The distribution of directions in an affine lattice: two-point correlations and mixed moments

TL;DR

This paper investigates the statistical distribution of directions in affine lattices, showing that the two-point correlations are Poissonian and establishing the convergence of mixed moments under certain conditions.

Contribution

It proves the existence of Poissonian two-point correlation functions for affine lattice directions and extends results to mixed moments, answering a recent open question.

Findings

Two-point correlation functions are Poissonian.

The limit of mixed moments exists under Diophantine conditions.

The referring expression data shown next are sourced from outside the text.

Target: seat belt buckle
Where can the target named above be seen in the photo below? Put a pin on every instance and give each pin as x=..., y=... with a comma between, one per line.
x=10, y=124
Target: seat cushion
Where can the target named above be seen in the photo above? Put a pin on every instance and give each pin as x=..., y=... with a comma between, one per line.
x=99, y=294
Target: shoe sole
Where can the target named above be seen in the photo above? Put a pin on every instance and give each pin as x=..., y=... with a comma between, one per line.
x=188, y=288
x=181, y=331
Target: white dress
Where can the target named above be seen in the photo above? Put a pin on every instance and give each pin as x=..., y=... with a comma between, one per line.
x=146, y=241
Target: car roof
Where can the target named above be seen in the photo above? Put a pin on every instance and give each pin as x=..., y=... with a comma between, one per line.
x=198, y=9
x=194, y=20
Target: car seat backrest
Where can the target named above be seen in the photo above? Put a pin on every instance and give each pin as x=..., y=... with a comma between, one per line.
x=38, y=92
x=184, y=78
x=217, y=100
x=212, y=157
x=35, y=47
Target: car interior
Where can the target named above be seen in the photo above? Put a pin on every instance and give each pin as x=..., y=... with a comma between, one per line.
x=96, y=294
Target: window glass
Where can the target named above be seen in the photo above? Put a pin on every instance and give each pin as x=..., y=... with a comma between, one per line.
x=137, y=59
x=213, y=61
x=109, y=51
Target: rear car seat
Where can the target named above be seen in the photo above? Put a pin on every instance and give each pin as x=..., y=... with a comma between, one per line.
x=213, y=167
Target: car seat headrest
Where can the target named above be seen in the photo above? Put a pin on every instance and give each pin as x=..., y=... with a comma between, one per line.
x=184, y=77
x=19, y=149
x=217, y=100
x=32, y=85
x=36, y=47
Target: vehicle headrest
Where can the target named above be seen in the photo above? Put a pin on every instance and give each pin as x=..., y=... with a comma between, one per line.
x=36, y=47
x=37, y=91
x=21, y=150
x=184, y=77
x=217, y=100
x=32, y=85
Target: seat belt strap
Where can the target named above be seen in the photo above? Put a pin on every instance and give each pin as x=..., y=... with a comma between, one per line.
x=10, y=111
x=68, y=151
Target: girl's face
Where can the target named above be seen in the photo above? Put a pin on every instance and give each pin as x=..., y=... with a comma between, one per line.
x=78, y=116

The gap distribution differs from the Poisson process, exhibiting a heavy tail.

Abstract

We consider an affine Euclidean lattice and record the directions of all lattice vectors of length at most $T$. Str\"ombergsson and the second author proved in [Annals of Math.~173 (2010), 1949--2033] that the distribution of gaps between the lattice directions has a limit as $T$ tends to infinity. For a typical affine lattice, the limiting gap distribution is universal and has a heavy tail; it differs distinctly from the gap distribution observed in a Poisson process, which is exponential. The present study shows that the limiting two-point correlation function of the projected lattice points exists and is Poissonian. This answers a recent question by Boca, Popa and Zaharescu [arXiv:1302.5067]. The existence of the limit is subject to a certain Diophantine condition. We also establish the convergence of more general mixed moments.